CMDB & Discovery
Discovery Failures
CMDB discovery failures prevent accurate CI data and can impact impact analysis, change risk scoring, and AI triage accuracy. Most discovery failures are caused by network connectivity issues, credential problems, or cloud API rate limiting. Check the Discovery Logs in CMDB → Discovery → Discovery Logs for error details.
- CloudWatch Logs:
/aws/lambda/StackFlowCloudDiscoveryand/aws/lambda/StackFlowNeptuneCMDBSeederlog groups - DynamoDB:
StackFlow_DiscoveryJobtable accessible to check last discovery run status and errors - Neptune: Graph query endpoint accessible from diagnostic tooling within VPC
- IAM:
StackFlowDiscoveryRolecross-account trust active in all connected accounts
Agent Issues
| Symptom | Likely Cause | Diagnostic Step | Resolution |
|---|---|---|---|
| Agent last heartbeat > 30 min | Agent service stopped or network issue | systemctl status stackflow-agent on target host | Restart agent service; check firewall rules for HTTPS outbound |
| Agent showing wrong hostname | Hostname changed after agent install | Check /etc/stackflow-agent/config.yaml for override | Update hostname_override in config; restart agent |
| Agent token expired | Token revoked or rotated | Check token status in Admin → Discovery → Agent Tokens | Generate new token, update config.yaml on target host |
| Hardware inventory incomplete | Agent lacks root/admin access | Check agent logs for "Permission denied" errors | Run agent as root (Linux) or SYSTEM (Windows) |
Cloud Discovery Issues
| Symptom | Likely Cause | Diagnostic Step | Resolution |
|---|---|---|---|
| AWS account shows 0 CIs | Cross-account role trust policy wrong | Test role assumption: aws sts assume-role --role-arn arn:aws:iam::{account}:role/StackFlowDiscoveryRole --role-session-name test | Fix trust policy external ID condition |
| Azure discovery fails with 401 | Azure service principal secret expired | Check expiry in Azure Portal → App Registrations → Certificates & Secrets | Rotate client secret, update Secrets Manager entry |
| Partial AWS discovery (some services missing) | Missing IAM permissions for specific services | Check Lambda CloudWatch logs for AccessDenied during discovery | Add missing read permissions to StackFlowDiscoveryPolicy |
/aws/lambda/StackFlowAPI filtered by discovery.
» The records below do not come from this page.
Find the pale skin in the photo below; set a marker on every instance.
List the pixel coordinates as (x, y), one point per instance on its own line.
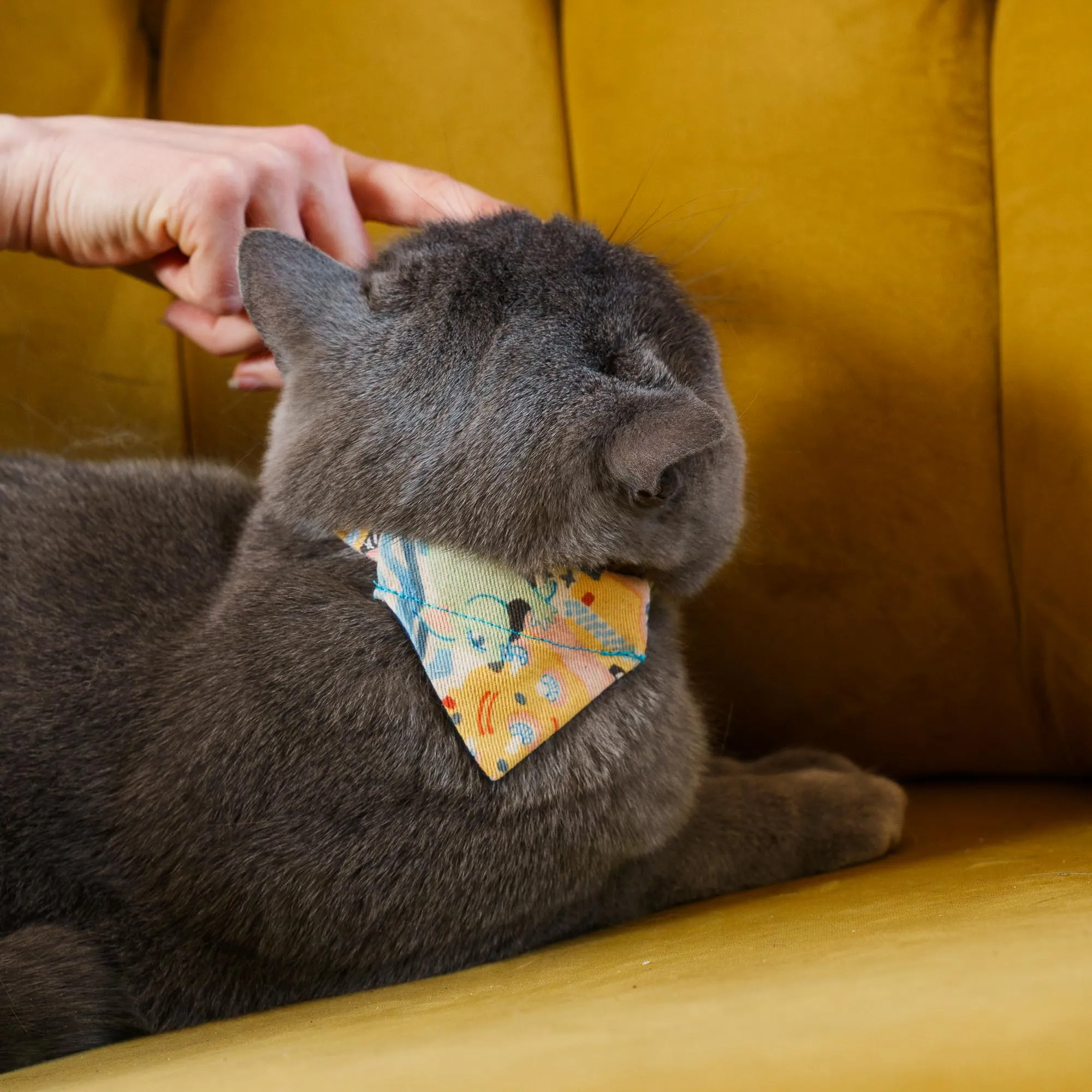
(170, 203)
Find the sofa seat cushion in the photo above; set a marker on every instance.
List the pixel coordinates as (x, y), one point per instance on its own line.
(965, 960)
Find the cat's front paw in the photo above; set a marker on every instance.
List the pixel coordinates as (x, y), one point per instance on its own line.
(847, 818)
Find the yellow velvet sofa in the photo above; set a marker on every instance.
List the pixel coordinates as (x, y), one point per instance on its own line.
(886, 208)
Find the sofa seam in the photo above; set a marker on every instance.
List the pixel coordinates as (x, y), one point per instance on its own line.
(563, 76)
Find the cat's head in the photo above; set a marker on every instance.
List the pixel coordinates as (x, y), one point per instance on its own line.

Each discovery run logs start, per-service counts, any errors, and total CI count at completion.
Neptune Sync Issues
aws lambda invoke --function-name StackFlowNeptuneCMDBSeeder --payload '{"mode": "delta", "dry_run": true}' --region us-east-1 output.json
cat output.json
If the seeder Lambda is failing, check its CloudWatch logs. Common issues include Neptune connection timeouts (check Neptune cluster status), Gremlin serialization errors on malformed CI data, and Lambda timeout when syncing very large CI sets (reduce batch size in seeder configuration).
CMDB Data Quality
Data quality issues manifest as incorrect impact analysis results, wrong CI counts in dashboards, or duplicate CI records. The CMDB health dashboard at CMDB → Health shows: duplicate detection results, orphaned CIs (no relationships), stale CIs (no update in 30+ days), and missing mandatory attributes. Address these proactively to maintain AI analysis quality.